Student: “Sir, do you really understand everything about this subject?”
Professor: “Actually, I probably do. Otherwise I wouldn’t be a professor, would I?”
Student: “OK. So I’d like to ask you a question. If you can give me the correct answer, I will accept my marks as it is. If you can’t give me the correct answer, however, you’ll have to give me an “A”.
Professor: “Hmmmm, alright. So what’s the question?”
Student: “What is legal but not logical, logical but not legal, and neither logical nor legal? “
The professor wracks his famous brain, but just can’t crack the answer.
Finally he gives up and changes the student’s failing mark into an “A” as agreed, and the student goes away, very pleased.

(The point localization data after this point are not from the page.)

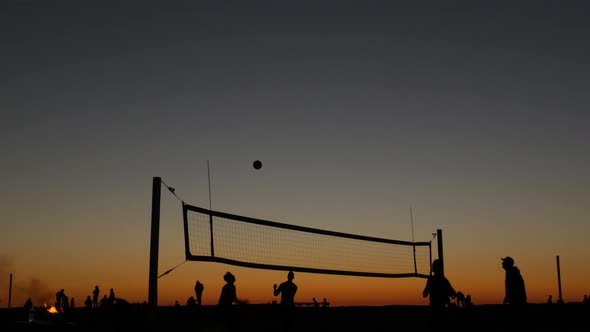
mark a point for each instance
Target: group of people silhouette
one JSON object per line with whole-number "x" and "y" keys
{"x": 104, "y": 302}
{"x": 440, "y": 292}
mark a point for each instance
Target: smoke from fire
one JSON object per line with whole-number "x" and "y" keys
{"x": 22, "y": 287}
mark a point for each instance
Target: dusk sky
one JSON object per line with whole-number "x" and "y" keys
{"x": 473, "y": 113}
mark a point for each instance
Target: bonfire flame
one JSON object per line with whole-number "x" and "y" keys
{"x": 52, "y": 310}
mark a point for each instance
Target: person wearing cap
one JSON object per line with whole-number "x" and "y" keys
{"x": 226, "y": 300}
{"x": 439, "y": 291}
{"x": 515, "y": 293}
{"x": 287, "y": 289}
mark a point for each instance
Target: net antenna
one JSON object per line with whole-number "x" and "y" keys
{"x": 222, "y": 237}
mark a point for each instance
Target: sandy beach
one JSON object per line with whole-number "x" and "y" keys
{"x": 263, "y": 317}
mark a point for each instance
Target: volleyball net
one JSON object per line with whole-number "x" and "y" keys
{"x": 255, "y": 243}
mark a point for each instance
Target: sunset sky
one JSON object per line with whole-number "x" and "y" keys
{"x": 474, "y": 115}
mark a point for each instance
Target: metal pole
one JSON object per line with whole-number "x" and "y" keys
{"x": 440, "y": 251}
{"x": 560, "y": 300}
{"x": 10, "y": 292}
{"x": 154, "y": 243}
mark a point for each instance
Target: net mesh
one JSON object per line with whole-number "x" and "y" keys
{"x": 238, "y": 240}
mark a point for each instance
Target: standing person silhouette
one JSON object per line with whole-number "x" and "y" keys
{"x": 227, "y": 298}
{"x": 287, "y": 289}
{"x": 515, "y": 293}
{"x": 199, "y": 291}
{"x": 95, "y": 294}
{"x": 440, "y": 291}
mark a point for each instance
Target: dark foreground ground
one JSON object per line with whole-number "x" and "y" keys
{"x": 259, "y": 317}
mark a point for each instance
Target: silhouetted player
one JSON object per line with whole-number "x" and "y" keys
{"x": 287, "y": 289}
{"x": 439, "y": 290}
{"x": 515, "y": 293}
{"x": 199, "y": 291}
{"x": 227, "y": 298}
{"x": 95, "y": 294}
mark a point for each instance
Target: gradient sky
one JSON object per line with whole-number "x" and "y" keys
{"x": 474, "y": 115}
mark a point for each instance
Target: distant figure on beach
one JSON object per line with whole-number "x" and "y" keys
{"x": 199, "y": 291}
{"x": 104, "y": 302}
{"x": 111, "y": 299}
{"x": 439, "y": 291}
{"x": 28, "y": 305}
{"x": 287, "y": 289}
{"x": 460, "y": 299}
{"x": 468, "y": 303}
{"x": 315, "y": 303}
{"x": 95, "y": 295}
{"x": 191, "y": 302}
{"x": 515, "y": 292}
{"x": 227, "y": 298}
{"x": 59, "y": 299}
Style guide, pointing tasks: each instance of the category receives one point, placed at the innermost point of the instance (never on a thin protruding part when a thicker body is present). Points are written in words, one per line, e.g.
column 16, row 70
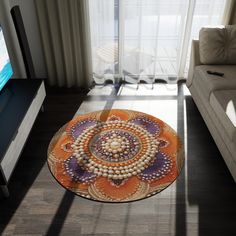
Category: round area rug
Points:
column 115, row 155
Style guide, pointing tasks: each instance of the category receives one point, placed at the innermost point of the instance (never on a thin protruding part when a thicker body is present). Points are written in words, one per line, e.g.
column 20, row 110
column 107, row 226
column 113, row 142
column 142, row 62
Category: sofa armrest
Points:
column 194, row 61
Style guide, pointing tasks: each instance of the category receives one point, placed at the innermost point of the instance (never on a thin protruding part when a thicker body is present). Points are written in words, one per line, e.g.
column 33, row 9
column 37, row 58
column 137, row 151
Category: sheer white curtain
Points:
column 147, row 39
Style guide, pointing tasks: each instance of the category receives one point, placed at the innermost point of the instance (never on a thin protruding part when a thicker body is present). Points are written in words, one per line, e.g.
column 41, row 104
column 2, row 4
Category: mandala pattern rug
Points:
column 115, row 155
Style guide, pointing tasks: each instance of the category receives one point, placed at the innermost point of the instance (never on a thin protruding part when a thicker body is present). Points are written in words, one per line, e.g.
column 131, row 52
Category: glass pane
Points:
column 153, row 34
column 104, row 16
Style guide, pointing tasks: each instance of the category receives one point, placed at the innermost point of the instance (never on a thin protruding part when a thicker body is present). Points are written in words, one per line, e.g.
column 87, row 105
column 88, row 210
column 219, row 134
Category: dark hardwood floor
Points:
column 202, row 201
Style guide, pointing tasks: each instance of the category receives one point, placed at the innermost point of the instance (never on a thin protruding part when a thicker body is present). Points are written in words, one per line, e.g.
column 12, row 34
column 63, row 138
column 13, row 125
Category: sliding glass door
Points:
column 147, row 39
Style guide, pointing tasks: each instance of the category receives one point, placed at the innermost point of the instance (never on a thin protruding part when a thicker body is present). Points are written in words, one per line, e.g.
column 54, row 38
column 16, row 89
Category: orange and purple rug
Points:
column 115, row 155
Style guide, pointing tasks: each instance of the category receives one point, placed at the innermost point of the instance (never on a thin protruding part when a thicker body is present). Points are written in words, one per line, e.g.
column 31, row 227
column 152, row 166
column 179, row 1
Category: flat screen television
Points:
column 5, row 64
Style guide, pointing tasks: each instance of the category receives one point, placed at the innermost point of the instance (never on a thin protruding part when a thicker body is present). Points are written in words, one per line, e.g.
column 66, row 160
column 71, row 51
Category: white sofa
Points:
column 215, row 96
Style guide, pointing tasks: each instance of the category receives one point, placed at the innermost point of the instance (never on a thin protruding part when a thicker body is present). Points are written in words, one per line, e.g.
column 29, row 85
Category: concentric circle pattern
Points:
column 115, row 155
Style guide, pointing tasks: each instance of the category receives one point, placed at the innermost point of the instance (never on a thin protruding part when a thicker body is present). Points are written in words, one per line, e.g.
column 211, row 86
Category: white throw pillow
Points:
column 218, row 45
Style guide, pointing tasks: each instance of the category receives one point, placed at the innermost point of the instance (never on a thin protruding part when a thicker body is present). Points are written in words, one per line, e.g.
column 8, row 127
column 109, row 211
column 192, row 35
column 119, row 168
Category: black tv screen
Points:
column 5, row 65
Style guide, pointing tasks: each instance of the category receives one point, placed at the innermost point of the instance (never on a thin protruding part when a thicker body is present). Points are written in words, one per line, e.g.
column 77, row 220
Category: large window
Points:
column 147, row 39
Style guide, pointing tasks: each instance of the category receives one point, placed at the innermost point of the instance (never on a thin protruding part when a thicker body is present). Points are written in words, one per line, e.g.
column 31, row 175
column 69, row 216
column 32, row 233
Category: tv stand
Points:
column 22, row 100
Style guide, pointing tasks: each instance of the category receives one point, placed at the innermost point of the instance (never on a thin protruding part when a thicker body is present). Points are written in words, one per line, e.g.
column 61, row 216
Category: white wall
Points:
column 28, row 12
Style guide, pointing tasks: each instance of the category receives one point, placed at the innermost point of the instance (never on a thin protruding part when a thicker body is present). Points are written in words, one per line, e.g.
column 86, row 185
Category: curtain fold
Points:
column 65, row 32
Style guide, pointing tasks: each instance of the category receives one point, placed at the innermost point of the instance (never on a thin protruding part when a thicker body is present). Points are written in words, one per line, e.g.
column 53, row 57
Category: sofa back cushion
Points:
column 218, row 45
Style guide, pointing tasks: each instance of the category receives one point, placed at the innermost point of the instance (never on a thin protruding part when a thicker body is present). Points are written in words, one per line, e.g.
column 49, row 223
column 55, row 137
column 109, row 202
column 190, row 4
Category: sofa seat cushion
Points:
column 223, row 102
column 218, row 45
column 209, row 83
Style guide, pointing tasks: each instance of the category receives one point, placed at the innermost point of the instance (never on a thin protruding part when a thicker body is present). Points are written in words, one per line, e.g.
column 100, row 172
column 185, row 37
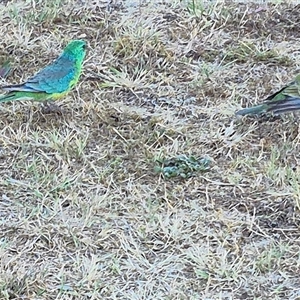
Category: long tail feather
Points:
column 255, row 110
column 7, row 98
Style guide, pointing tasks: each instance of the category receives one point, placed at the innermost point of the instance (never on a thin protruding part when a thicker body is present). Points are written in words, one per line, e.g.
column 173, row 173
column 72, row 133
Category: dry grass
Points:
column 84, row 215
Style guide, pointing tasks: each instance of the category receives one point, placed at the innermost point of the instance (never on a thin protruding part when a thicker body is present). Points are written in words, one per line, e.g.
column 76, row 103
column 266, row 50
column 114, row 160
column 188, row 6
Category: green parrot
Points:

The professor continues to wrack his brain over the question all afternoon, but still can’t get the answer. So finally he calls in a group of his brightest students and tells them he has a really, really tough question to answer:
“What is legal but not logical, logical but not legal, and neither logical nor legal? “
To the professor’s surprise (and embarrassment), all the students immediately raise their hands.
“All right” says the professor and asks his favourite student to answer
“It’s quite easy, sir” says the student
“You see, you are 75 years old and married to a 30 year old woman, which is legal, but not logical. Your wife has a 22 year old lover, which is logical, but not legal. And your wife’s lover failed his exam but you’ve just given him an “A”, which is neither legal, nor logical.”